MANGROVE FORESTS: A Definition and Human Management Approach to Saving the Core of the Coastal Environment

Coastal environments link the land to sea and host a variety of animal and plant life not seen anywhere else, specifically mangrove forests. Mangrove forests can only be seen in tropical and subtropical locations where estuarine locations exist and grow in saline water. Mangroves serve some of the most important features on the coastal environment, including providing a home for countless marine organisms including some that not yet discovered. They also provide for local fisheries, lessen the impacts of natural disasters such as hurricanes, provide humans with forest products, and aid in pollution reduction such as alleviating the effects of greenhouse gases.  Mangroves are tough and can withstand strong winds and rain and high tides. They can outlive a natural disaster and are tremendously salt tolerant living in the most uninhabitable places of the coastal environment. In fact, without mangrove forests, our coastal environments would be unhealthy and nonexistent.

Unfortunately, because of climate change and other factors, mangroves are decreasing at a serious pace. Without mangroves, our coastal environments are at serious risk along with many countries losing money due to the economic value that mangroves bring in. An article written by S. Sandilyan and K. Kathiresan (2012) states that, “This constant interference in mangrove forests has made the system to shrink in an alarming way at a faster rate than inland tropical forests and coral reefs. The global mangroves disappeared at a rate of 0.66 % per year during 2000–2005 periods. There was about 35 % of mangrove loss in the world from 1980 to 2000”. There are multiple factors that contribute to mangrove degradation and deforestation including natural disasters, exotic species, pollution, development, global warming, ecotourism, poor nutrients in water and soil, and over mistreatment of fisheries resources. There is no question that we need to fight to keep mangroves and provide more extensive, forceful applications toward human management to keep these forests that provide life to our coastal environment and offer economic benefits to humans.

According to the Florida Fish and Wildlife Conservation Commission, “Tampa Bay has lost nearly 50 percent of mangrove forests and Charlotte Harbor estuary has lost nearly 60 percent. On Florida’s East coast, while overall loss of mangrove acreage has not been severe, the construction of mosquito ditches and impoundments has resulted in nearly 85 percent of the mangroves in the Indian River Lagoon to be inaccessible and therefore unusable as nursery habitat for local fisheries. Fortunately, mangroves are currently protected by law in Florida to prevent future losses of these important coastal habitats.” The Environmental Protection Agency (EPA) plays a role in protecting wetlands, which include mangrove forests, by monitoring and assessment efforts. In Guyana, a country in South America, it is illegal to harvest mangroves. Most mangroves reside in places that are owned by county, federal or state governments, and non-profit organizations. Every part of our coastal environment has a different protection plan for mangroves. Mangrove conservation is not to be overlooked and should be taken with extreme measures to lessen the impacts of certain and or all mangrove extinction.

A suggestion regarding approaches to human management of mangrove forests would be to bring public awareness of the importance of mangroves. Humans are becoming separated with nature and are more than likely to not understand the impacts of losing them. Education at public and private schools concerning the effects of environmental impacts, especially wetlands, would be a great way to teach the importance of conservation starting with those at a young age. This in turn will impact our future efforts for conservation of mangroves. Focusing on ideas in the classroom from locals and traditional ecological knowledge will build a better understanding of mangrove preservation.

An article on a case study on the role of school engagement and environmental education from Mitchell, I., Ling, C., Krusekopf, C., & Kerr, S. (2015) states that, “rather than working on or for young people, we need to work with young people to develop in them, a culture and consciousness for critical learning and action, not only as citizens, but also as active agents of change in developing more sustainable futures.”

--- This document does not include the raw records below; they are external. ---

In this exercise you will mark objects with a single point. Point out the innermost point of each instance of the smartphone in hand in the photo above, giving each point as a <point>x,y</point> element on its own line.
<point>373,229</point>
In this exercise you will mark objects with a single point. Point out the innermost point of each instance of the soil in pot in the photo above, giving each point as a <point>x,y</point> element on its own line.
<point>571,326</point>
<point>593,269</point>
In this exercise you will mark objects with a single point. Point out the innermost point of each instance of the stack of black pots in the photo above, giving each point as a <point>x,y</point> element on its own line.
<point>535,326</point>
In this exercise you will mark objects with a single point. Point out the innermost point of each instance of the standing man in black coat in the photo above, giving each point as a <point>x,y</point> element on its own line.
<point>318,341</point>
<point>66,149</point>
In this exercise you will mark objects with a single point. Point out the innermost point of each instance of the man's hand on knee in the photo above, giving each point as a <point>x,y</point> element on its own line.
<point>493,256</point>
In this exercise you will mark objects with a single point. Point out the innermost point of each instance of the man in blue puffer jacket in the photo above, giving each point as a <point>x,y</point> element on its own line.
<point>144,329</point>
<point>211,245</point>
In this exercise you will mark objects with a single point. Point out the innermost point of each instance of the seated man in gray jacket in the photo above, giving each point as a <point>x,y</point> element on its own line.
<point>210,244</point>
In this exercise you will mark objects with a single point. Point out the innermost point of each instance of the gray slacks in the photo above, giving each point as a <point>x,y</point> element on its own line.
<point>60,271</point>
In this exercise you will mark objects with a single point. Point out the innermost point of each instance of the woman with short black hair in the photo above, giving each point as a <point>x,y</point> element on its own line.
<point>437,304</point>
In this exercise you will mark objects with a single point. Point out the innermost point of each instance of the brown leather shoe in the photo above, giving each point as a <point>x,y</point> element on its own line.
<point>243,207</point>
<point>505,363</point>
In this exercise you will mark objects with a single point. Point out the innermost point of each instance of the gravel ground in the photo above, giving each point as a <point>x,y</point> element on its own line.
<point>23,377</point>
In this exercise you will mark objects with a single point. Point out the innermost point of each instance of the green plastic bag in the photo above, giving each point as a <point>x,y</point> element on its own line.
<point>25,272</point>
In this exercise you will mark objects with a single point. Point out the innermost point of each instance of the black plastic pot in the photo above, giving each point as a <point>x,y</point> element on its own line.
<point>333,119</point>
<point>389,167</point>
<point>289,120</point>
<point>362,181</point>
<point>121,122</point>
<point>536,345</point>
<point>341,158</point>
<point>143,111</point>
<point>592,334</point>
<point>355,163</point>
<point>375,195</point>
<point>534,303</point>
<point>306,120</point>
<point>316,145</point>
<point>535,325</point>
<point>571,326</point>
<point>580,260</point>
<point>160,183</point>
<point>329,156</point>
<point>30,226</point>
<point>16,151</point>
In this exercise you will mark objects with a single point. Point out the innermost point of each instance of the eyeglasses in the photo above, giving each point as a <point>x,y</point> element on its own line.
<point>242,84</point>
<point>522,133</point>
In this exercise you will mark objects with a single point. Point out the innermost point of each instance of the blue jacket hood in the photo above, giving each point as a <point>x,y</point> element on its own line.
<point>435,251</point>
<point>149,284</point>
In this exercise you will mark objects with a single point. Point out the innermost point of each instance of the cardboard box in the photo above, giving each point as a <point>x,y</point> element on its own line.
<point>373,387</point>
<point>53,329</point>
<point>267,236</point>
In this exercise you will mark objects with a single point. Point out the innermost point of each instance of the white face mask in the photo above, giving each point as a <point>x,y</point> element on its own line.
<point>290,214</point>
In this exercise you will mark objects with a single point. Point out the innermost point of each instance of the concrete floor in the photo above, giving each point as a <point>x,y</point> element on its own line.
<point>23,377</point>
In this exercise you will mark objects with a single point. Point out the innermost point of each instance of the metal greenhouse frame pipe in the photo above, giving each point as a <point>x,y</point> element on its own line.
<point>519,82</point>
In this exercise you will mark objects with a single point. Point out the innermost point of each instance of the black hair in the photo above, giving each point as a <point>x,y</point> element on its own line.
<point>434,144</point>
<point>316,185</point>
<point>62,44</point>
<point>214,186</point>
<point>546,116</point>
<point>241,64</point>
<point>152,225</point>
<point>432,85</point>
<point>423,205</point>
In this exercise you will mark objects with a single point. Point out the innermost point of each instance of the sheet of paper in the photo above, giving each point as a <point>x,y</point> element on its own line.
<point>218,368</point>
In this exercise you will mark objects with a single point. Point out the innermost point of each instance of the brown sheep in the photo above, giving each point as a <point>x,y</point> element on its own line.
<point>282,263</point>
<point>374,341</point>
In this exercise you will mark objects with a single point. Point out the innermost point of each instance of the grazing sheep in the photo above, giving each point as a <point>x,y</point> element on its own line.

brown wooden bridge beside green leafy trees
Photo by on

Our future of mangrove forests and our coastal environment solely depends on a younger generation that will be faced with the unforgiving effects of global warming. Shaping our younger generation to not just care, but to understand the environment that connects them with multiple resources will benefit their livelihood and the livelihood of marine animals and plant life along the coast in and around mangroves. Educating children about environmental issues is adaptive and well worth our time and resources. Due to the rapid degradation of mangrove forests, we are at a place that has no place to turn other than changing the hearts and minds of those who can change our future. Currently, there are secondary and public schools in the United States that offer environmental education, but few are actively participating in something that can change our environmental future for the better. Laws don’t always stop people from doing what is wrong, but education and understanding of why we need to preserve and keep alive the core of the coastal environment is crucial to getting results and keeping the forests around for many generations to experience the beauty and necessity of a mangrove forest.